The software we all use is complex and developing products to be able to handle every single scenario is practically impossible. Unfortunately, “bugs” or “undocumented features” are a reality in all software products, as well as in the software used to develop it. Despite rigorous testing, these will still creep in.
There will always be perceived limitations in software because every customer’s needs and understanding are different, and it is highly unlikely that software can perfectly address every customer’s needs and wants.

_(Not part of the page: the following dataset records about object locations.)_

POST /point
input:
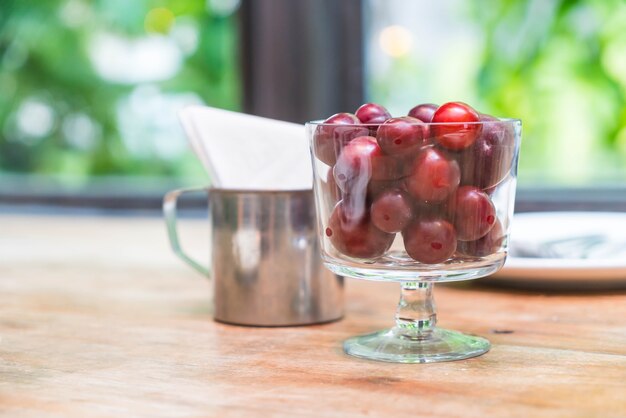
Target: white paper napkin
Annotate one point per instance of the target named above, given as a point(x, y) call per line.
point(242, 151)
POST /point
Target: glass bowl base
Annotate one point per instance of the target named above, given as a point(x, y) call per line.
point(432, 347)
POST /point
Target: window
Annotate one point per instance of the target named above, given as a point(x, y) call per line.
point(90, 90)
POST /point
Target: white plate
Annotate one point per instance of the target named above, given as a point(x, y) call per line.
point(590, 247)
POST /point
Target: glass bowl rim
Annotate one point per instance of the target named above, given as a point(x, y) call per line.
point(512, 121)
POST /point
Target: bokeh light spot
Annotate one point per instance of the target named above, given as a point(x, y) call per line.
point(159, 20)
point(395, 41)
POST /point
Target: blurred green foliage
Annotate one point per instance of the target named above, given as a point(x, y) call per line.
point(90, 88)
point(559, 65)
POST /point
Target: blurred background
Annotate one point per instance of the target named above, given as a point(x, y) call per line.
point(90, 90)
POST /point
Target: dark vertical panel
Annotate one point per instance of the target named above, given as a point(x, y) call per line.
point(301, 59)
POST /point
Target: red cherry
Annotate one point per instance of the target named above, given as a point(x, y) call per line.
point(474, 213)
point(372, 113)
point(401, 136)
point(424, 112)
point(489, 244)
point(433, 177)
point(392, 211)
point(430, 241)
point(460, 129)
point(376, 187)
point(356, 236)
point(362, 160)
point(487, 162)
point(334, 134)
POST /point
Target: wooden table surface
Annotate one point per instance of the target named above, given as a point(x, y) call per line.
point(99, 319)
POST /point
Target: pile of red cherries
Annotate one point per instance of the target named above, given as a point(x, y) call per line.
point(428, 176)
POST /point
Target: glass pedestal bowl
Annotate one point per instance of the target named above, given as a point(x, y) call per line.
point(417, 215)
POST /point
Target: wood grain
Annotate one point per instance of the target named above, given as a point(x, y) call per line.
point(98, 319)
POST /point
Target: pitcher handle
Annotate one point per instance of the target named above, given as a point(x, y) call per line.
point(169, 210)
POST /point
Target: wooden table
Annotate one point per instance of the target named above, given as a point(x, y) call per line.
point(99, 319)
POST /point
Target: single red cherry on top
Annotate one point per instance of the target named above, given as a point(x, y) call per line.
point(362, 159)
point(334, 134)
point(424, 112)
point(474, 213)
point(432, 177)
point(356, 236)
point(372, 113)
point(461, 128)
point(392, 211)
point(401, 136)
point(430, 241)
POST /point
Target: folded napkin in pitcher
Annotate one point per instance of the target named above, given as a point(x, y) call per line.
point(242, 151)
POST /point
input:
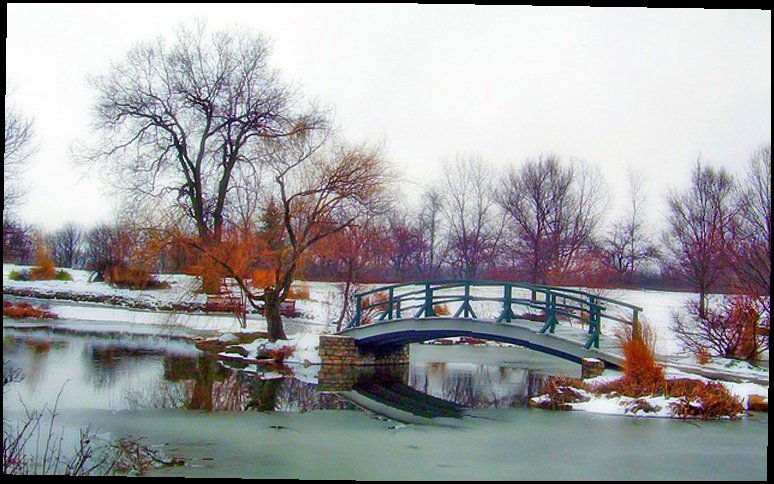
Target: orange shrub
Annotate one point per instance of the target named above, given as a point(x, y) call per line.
point(24, 310)
point(706, 401)
point(441, 310)
point(299, 292)
point(642, 375)
point(44, 269)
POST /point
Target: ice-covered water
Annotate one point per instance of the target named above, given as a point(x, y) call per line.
point(166, 392)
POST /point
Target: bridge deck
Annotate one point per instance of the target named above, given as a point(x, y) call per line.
point(567, 341)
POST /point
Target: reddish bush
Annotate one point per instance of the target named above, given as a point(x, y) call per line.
point(642, 375)
point(24, 310)
point(731, 329)
point(44, 269)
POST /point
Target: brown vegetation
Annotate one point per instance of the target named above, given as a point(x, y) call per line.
point(24, 310)
point(736, 328)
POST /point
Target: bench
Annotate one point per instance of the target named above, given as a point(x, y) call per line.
point(287, 308)
point(224, 303)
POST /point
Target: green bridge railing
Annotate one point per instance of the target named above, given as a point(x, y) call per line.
point(418, 300)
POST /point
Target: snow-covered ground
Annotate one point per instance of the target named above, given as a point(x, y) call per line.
point(319, 312)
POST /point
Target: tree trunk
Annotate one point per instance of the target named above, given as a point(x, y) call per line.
point(272, 313)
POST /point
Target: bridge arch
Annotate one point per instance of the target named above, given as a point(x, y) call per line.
point(406, 313)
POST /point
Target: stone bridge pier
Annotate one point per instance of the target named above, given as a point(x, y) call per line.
point(342, 350)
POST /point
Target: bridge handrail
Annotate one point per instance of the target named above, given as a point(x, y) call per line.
point(599, 298)
point(453, 283)
point(583, 305)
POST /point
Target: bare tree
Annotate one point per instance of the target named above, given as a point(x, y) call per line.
point(179, 121)
point(66, 245)
point(473, 224)
point(555, 212)
point(752, 261)
point(19, 146)
point(700, 227)
point(320, 189)
point(627, 244)
point(404, 246)
point(430, 219)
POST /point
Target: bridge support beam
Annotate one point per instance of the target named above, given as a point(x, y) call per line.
point(342, 350)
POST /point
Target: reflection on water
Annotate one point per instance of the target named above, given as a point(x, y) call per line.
point(135, 373)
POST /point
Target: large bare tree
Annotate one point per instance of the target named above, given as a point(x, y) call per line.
point(701, 221)
point(472, 220)
point(753, 243)
point(554, 213)
point(19, 146)
point(628, 245)
point(66, 244)
point(180, 121)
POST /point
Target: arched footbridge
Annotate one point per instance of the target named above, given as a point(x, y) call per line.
point(564, 322)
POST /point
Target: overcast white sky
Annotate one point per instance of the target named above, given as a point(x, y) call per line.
point(653, 89)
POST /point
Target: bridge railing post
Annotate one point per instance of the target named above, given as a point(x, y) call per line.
point(390, 303)
point(358, 310)
point(507, 313)
point(428, 310)
point(636, 320)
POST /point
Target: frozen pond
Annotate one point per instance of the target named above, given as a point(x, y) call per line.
point(455, 413)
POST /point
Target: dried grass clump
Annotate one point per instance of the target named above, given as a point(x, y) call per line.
point(126, 277)
point(441, 310)
point(24, 310)
point(279, 354)
point(560, 392)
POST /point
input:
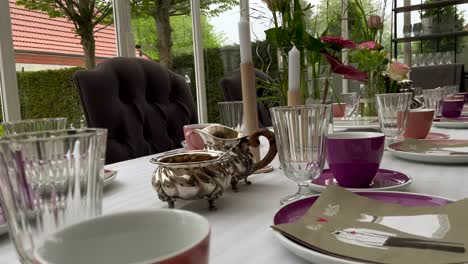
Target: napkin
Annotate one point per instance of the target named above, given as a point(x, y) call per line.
point(433, 146)
point(354, 227)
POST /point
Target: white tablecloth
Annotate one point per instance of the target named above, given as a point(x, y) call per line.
point(241, 230)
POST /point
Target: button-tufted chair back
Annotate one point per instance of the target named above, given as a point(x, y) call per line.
point(142, 104)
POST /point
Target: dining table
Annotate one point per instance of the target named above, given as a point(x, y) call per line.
point(241, 226)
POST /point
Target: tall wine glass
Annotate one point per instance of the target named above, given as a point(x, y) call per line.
point(300, 136)
point(393, 112)
point(352, 102)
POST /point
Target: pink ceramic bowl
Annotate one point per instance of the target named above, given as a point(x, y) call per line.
point(339, 109)
point(165, 236)
point(419, 122)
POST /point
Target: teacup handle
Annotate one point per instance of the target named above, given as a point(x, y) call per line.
point(255, 142)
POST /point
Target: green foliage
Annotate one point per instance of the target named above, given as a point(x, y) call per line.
point(214, 72)
point(144, 29)
point(327, 17)
point(50, 93)
point(182, 7)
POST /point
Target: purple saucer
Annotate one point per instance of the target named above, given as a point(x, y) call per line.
point(2, 218)
point(294, 210)
point(462, 118)
point(383, 180)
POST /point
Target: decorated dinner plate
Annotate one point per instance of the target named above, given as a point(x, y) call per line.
point(109, 176)
point(460, 122)
point(431, 151)
point(295, 210)
point(384, 180)
point(3, 224)
point(357, 123)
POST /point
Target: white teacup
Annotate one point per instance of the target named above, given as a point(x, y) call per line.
point(150, 236)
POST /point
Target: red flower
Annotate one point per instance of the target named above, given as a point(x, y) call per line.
point(348, 72)
point(370, 45)
point(375, 22)
point(341, 42)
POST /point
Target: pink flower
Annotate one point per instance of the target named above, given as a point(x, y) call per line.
point(375, 22)
point(397, 71)
point(348, 72)
point(369, 45)
point(341, 42)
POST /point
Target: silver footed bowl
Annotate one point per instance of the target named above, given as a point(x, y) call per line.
point(191, 175)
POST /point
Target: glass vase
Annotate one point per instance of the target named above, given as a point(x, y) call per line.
point(368, 90)
point(283, 83)
point(316, 90)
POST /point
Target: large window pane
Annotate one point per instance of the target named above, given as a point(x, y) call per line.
point(48, 51)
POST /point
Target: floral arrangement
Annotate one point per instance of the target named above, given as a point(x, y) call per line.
point(289, 29)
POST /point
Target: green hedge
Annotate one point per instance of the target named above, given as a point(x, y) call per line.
point(214, 72)
point(50, 93)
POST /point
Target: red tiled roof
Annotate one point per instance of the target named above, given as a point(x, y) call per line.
point(35, 31)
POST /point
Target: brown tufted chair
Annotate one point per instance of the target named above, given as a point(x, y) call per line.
point(142, 104)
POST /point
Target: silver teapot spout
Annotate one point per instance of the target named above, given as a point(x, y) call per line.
point(218, 137)
point(237, 144)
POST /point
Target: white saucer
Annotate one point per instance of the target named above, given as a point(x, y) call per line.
point(384, 180)
point(442, 156)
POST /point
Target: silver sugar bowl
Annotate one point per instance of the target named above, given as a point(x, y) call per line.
point(191, 175)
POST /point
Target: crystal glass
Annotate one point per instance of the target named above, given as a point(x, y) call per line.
point(393, 111)
point(352, 102)
point(34, 125)
point(232, 114)
point(300, 136)
point(417, 91)
point(433, 100)
point(49, 180)
point(451, 89)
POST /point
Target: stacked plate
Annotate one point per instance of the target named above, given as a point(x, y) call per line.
point(432, 151)
point(295, 210)
point(3, 224)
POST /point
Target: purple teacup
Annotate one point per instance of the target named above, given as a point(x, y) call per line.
point(354, 157)
point(452, 107)
point(465, 94)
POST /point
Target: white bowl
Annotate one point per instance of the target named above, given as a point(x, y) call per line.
point(150, 236)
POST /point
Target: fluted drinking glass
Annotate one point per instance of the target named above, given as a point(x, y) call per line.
point(34, 125)
point(451, 89)
point(300, 133)
point(352, 102)
point(49, 180)
point(393, 113)
point(433, 100)
point(232, 114)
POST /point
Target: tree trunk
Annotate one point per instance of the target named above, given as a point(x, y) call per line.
point(164, 33)
point(89, 47)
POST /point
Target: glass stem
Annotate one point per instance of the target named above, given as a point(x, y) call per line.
point(303, 188)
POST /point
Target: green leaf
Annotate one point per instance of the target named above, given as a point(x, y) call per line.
point(313, 44)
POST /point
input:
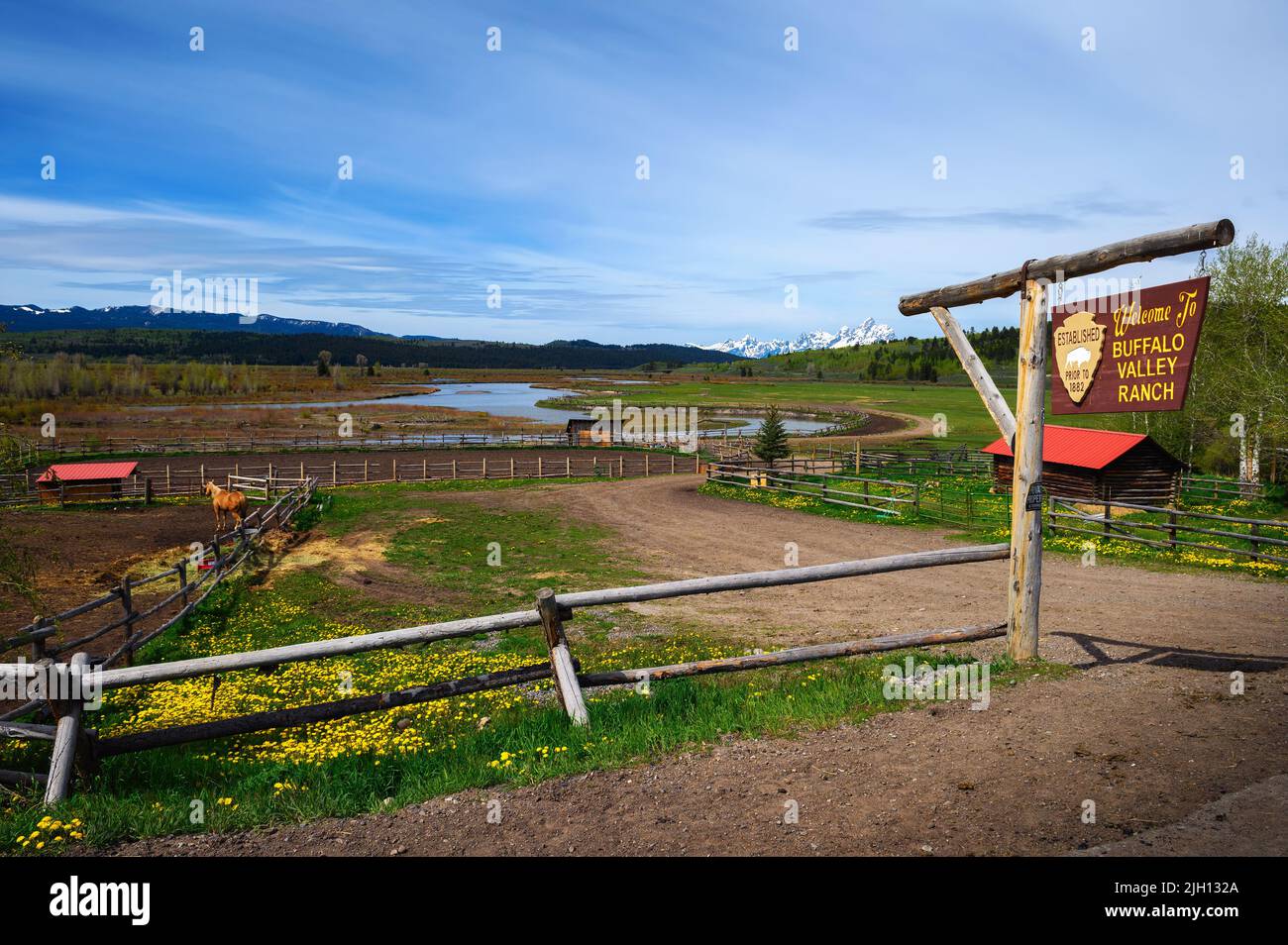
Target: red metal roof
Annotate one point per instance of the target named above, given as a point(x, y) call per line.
point(1073, 446)
point(78, 472)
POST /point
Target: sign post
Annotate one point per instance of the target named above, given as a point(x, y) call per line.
point(1127, 353)
point(1024, 589)
point(1149, 351)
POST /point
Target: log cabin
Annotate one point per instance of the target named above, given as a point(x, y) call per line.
point(1096, 465)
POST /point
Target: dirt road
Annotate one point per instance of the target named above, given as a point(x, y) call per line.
point(1147, 731)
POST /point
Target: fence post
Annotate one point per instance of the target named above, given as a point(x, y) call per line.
point(1025, 566)
point(561, 660)
point(67, 735)
point(129, 618)
point(38, 645)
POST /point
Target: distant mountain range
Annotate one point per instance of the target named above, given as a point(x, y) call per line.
point(748, 347)
point(35, 318)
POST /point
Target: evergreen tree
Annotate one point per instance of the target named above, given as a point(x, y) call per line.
point(772, 441)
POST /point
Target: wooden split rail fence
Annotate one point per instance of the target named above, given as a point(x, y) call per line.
point(1266, 538)
point(194, 578)
point(175, 479)
point(1070, 516)
point(75, 746)
point(887, 496)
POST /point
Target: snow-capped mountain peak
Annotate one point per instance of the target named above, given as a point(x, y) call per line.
point(750, 347)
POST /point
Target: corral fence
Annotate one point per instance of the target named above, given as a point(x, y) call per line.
point(194, 577)
point(887, 496)
point(1176, 528)
point(267, 443)
point(188, 477)
point(77, 747)
point(1176, 532)
point(928, 463)
point(1218, 489)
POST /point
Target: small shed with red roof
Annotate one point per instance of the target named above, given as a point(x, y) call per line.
point(84, 480)
point(1096, 465)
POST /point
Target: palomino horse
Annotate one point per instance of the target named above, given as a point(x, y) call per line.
point(227, 502)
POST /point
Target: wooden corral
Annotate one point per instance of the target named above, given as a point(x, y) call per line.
point(1096, 467)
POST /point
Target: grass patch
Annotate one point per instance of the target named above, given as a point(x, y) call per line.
point(381, 760)
point(966, 505)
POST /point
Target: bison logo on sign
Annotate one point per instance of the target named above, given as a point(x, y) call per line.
point(1078, 343)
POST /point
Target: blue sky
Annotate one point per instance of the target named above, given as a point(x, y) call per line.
point(767, 167)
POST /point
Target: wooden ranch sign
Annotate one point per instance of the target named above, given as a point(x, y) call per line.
point(1127, 352)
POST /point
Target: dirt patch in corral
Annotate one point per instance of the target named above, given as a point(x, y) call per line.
point(82, 554)
point(351, 465)
point(1147, 729)
point(356, 562)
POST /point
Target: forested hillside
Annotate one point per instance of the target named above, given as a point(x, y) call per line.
point(250, 348)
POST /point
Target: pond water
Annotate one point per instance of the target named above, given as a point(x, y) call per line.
point(503, 399)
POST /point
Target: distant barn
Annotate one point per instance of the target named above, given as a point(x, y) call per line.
point(583, 433)
point(1096, 465)
point(84, 480)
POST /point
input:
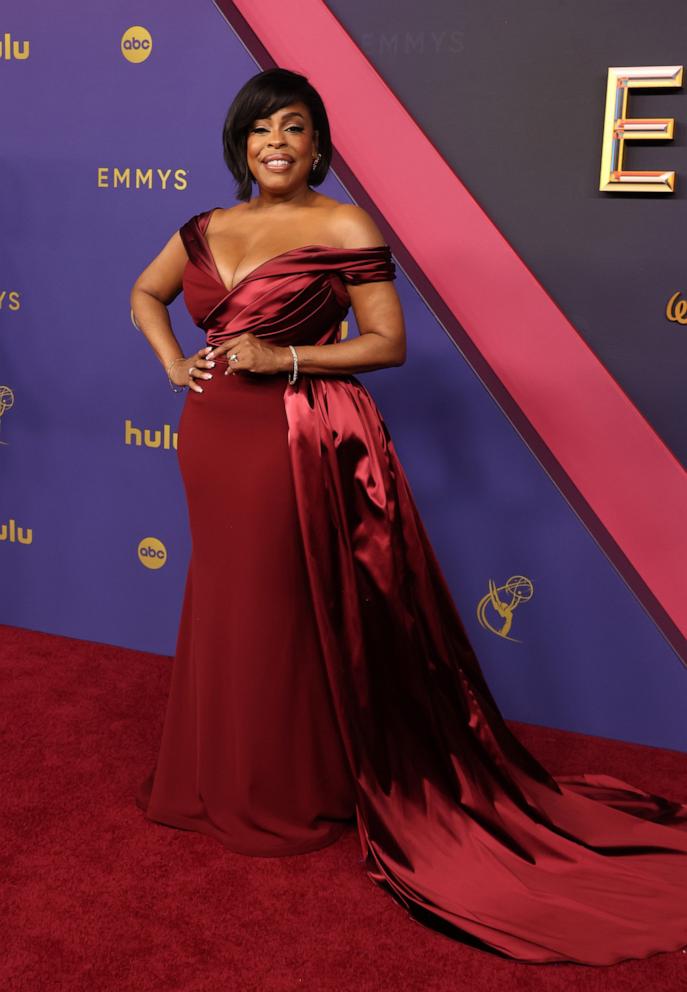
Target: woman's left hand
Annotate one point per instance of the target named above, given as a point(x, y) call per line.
point(253, 355)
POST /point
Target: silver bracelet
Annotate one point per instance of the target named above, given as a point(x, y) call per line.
point(174, 387)
point(292, 377)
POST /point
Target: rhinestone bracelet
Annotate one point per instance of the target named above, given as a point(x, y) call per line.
point(175, 388)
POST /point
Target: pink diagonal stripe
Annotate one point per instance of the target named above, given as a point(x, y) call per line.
point(622, 468)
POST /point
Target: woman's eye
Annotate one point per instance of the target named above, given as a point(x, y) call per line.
point(297, 127)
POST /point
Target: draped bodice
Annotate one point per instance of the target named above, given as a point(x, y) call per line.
point(297, 297)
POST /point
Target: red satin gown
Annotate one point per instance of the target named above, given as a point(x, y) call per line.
point(323, 679)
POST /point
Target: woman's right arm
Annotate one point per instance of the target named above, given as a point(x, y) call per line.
point(156, 287)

Some “wants” are pretty unreasonable expectations (speaking as a developer!)
Software generally works, but it won’t be “perfect”. Agreed, you would not buy personal tax software if it did not calculate the tax liability correctly or did not file returns in the appropriate format with HMRC. This is pretty clear cut, but what do you expect from a practice management system for instance?
Ask 20 people, and you will get 20 differences of opinion as to the most important functionality and features and why they are buying or not buying as the case may be.
There might be “workarounds” to achieve a desired outcome, but the fact that a workaround is necessary reinforces the fact that the software is not perfect. Cost and benefit are factors that need to be considered. To develop any software to achieve a certain result is often hugely complex and expensive to both build and maintain, but the fact that output could perhaps be exported to a csv file to manipulate in a spreadsheet may be an acceptable solution. An example -a summary of time and costs may be obtained from practice management software in a fixed layout – e.g. in date order. However, the report could be exported as a csv file, and pivot tables can then be used to provide summaries by employee, by job type etc.
Another reason for considering software not to be “perfect” might well be the increasingly blurred lines between products. Corporation tax software or personal tax software is again pretty clear as to what it does, but is another product classed as “practice management software” or “CRM software” or both (or perhaps neither)?
Many prospective buyers wait for the “magic product” software, so often end up waiting a long time and forgoing potential benefits in the interim. Many purchasers actually establish a good relationship with the software vendors and provide feedback and enhancement requests which help to drive the product forward, identifying the development path.
It was clearly highlighted that “perfect software” does not exist by the results of a recent survey that saw well over 30% of respondents looking to change their accounts production software!